Forum Discussion

backup-botw's avatar
9 years ago

Buffer Size Data for My Site

I am sure this has been answered 100 times over and I have read a bunch of different documents, forum posts, whitepapers and anything else I could find. In my environment we are having issues where w...
  • sdo's avatar
    9 years ago

    @backup-botw - in another recent post, user deeps posted a link to this:

    NetBackup Media Server Deduplication (MSDP) in the Cloud

    https://www.veritas.com/support/en_US/article.000004584

    ...which contains a bit of useful info about the requirements of MSDP media servers, which clearly is still relevant whether the MSDP media server is situated in a cloud estate (or not).

    How do the CPUs in your MSDP media servers match up to the minimum requirements?  (i.e. 8 cores of 2 GHz are better for MSDP than 2 cores of 8 GHz)

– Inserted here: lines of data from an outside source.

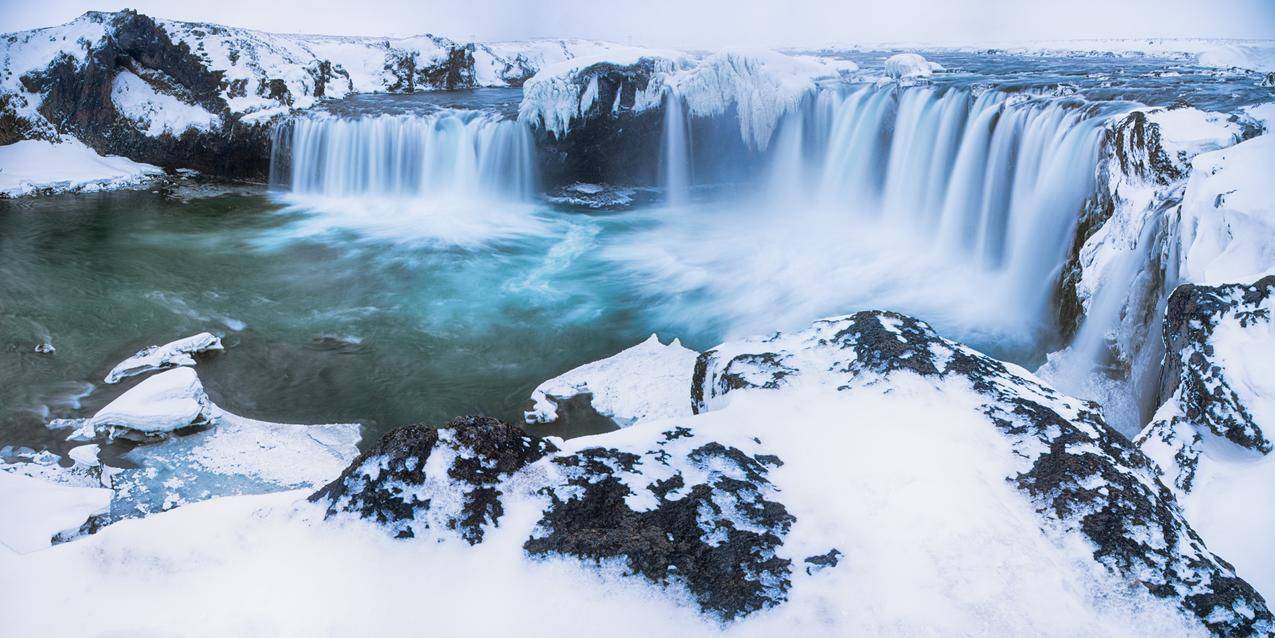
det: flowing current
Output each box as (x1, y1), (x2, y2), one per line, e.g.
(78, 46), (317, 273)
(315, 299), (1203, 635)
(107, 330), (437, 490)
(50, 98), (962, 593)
(273, 85), (1105, 361)
(270, 110), (536, 200)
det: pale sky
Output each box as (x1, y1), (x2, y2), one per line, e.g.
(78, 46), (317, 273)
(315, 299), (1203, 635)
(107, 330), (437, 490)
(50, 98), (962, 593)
(0, 0), (1275, 47)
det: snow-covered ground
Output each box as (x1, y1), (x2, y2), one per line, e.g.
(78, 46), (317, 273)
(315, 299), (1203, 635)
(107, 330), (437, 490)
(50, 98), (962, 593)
(524, 334), (699, 427)
(0, 138), (163, 197)
(0, 313), (1270, 635)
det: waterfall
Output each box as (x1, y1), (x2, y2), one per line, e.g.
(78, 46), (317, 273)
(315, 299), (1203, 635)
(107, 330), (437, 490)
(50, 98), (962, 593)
(270, 110), (536, 199)
(766, 84), (1105, 324)
(660, 91), (691, 205)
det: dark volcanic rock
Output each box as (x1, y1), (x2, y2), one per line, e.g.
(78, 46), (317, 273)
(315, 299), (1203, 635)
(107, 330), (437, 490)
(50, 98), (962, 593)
(692, 310), (1275, 635)
(1139, 276), (1275, 494)
(310, 416), (556, 544)
(525, 429), (794, 620)
(22, 11), (270, 180)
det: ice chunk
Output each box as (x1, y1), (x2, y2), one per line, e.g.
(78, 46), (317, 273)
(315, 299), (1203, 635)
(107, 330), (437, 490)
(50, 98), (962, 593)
(0, 472), (111, 554)
(105, 332), (222, 383)
(524, 334), (699, 427)
(0, 138), (163, 197)
(885, 54), (941, 79)
(112, 406), (360, 516)
(89, 367), (209, 441)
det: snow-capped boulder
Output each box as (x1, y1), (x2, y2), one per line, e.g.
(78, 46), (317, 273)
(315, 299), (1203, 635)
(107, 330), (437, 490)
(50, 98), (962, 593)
(310, 417), (557, 544)
(0, 471), (111, 553)
(0, 139), (163, 196)
(885, 54), (935, 79)
(89, 367), (212, 441)
(0, 10), (668, 185)
(1178, 133), (1275, 286)
(105, 332), (222, 384)
(1137, 277), (1275, 597)
(312, 313), (1275, 635)
(524, 334), (699, 427)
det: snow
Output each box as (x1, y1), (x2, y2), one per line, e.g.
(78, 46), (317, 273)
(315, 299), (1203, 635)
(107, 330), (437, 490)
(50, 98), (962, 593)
(1179, 133), (1275, 285)
(1137, 301), (1275, 600)
(524, 334), (699, 427)
(0, 378), (1201, 637)
(1146, 107), (1239, 163)
(0, 472), (111, 556)
(1197, 42), (1275, 73)
(519, 50), (857, 149)
(105, 332), (222, 384)
(112, 406), (360, 516)
(0, 138), (163, 198)
(885, 54), (935, 79)
(89, 367), (209, 438)
(111, 70), (222, 138)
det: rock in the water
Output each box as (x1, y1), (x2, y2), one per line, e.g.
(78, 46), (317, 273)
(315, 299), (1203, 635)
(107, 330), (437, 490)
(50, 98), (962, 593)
(310, 417), (556, 544)
(105, 332), (222, 384)
(311, 313), (1275, 635)
(89, 367), (212, 443)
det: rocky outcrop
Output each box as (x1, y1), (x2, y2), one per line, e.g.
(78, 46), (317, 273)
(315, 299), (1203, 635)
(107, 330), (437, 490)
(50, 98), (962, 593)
(310, 417), (557, 544)
(0, 10), (652, 180)
(311, 313), (1275, 635)
(20, 11), (270, 180)
(694, 313), (1275, 635)
(1139, 277), (1275, 494)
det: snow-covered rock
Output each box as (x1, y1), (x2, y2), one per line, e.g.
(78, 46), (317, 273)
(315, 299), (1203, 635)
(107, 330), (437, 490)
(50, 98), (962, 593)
(312, 313), (1272, 635)
(519, 50), (857, 149)
(1040, 107), (1244, 436)
(89, 367), (212, 441)
(111, 69), (222, 137)
(1196, 41), (1275, 73)
(111, 404), (361, 518)
(0, 139), (163, 196)
(1178, 133), (1275, 286)
(524, 334), (699, 427)
(885, 54), (935, 79)
(0, 471), (111, 554)
(0, 10), (668, 185)
(1137, 277), (1275, 597)
(105, 332), (222, 384)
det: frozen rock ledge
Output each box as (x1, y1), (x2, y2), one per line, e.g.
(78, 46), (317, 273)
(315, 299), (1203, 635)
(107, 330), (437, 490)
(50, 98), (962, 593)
(524, 334), (697, 427)
(105, 332), (222, 384)
(89, 367), (212, 443)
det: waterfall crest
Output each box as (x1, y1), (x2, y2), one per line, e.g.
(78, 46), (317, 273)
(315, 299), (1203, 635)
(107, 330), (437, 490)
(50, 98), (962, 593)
(270, 110), (536, 199)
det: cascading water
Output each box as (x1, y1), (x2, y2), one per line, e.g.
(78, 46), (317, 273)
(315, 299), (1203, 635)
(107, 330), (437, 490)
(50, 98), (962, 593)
(660, 91), (691, 207)
(609, 84), (1116, 364)
(771, 87), (1104, 331)
(270, 110), (534, 199)
(270, 110), (542, 245)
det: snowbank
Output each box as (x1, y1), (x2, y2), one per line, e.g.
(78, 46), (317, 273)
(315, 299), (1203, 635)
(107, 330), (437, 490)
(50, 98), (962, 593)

    Is your VNX array capable of delivering sustained minimum of 3000 IOPS for MSDP?  The linked doc doesn't delineate whether this 3000 IOPs is purely for MSDP backup ingest - or whether 3000 IOPs is enough to sustain bulk MSDP ingest and bulk MSDP re-hydration - to me it would seem unlikely that anyone would be using tape in the cloud - and so, to me, it would seem that 3000 IOPs is a minimum requirement for MSDP ingest only, and thus the addition of an MSDP re-hyration workload would therefore demand a higer level of sustained IOPs.  Then again Symantec/Veritas could be playing a very conservative game by quoting quite a high minimum.

    .

    As a separate point, here's something that I've noticed when monitoring the disk underneath MSDP... that the disk IO queue depth never gets very high... it's as if the IO layer right at the bottom of MSDP is sensitive to the response time and latency and queue depth and actively avoids swamping the disk driver/interface/HBA layer with lots of outstanding pending incomplete queued disk IO... which says to me that you could have a situation where the disks don't look overly strained, and respond at what appears fairly nice levels, but because the VNX IO is actually not that responsive (from your graphs), i.e. not sub 3ms and more around 10ms, then the CPU isn't going to get swamped - because in all honesty it's spending most of it's time waiting for the few disk IO (which have been queued/requested) to complete - and so... the issue would appear to not be a disk issue... because you can't see oodles of disk IO that are being delivered late or queueing up.  It's as if MSDP is actively trying to avoid tripping itself up.  I see MSDP make disks 100% busy, but the queue depth never gets very high - to me the software is avoiding requesting too many in-flight disk IOs. - with the visible net effect of not looking overstained, and not looking like a problem... but at the same time not doing very much... and yet so very capable of doing so much more if only the disk sub-system were more responsive (<3ms).

    .

    Anotther thing to look for... Are the media servers re-hydrating and duplicating/sending between themselves - a quick way to check is to look for "media-server-A -> media-server-B' in the 'Media Server' column in the Activity Monitor - for the duplication jobs.   If you see '->' then the re-hydrated data is being sent, full fat, across the LAN from one media server (MSDP source) to another media server (tape writer) - and this could slow things down horribly and could potentially swamp your LAN NICs and or LAN switches - which are at the same time trying to move oodles of incoming backup data from clients.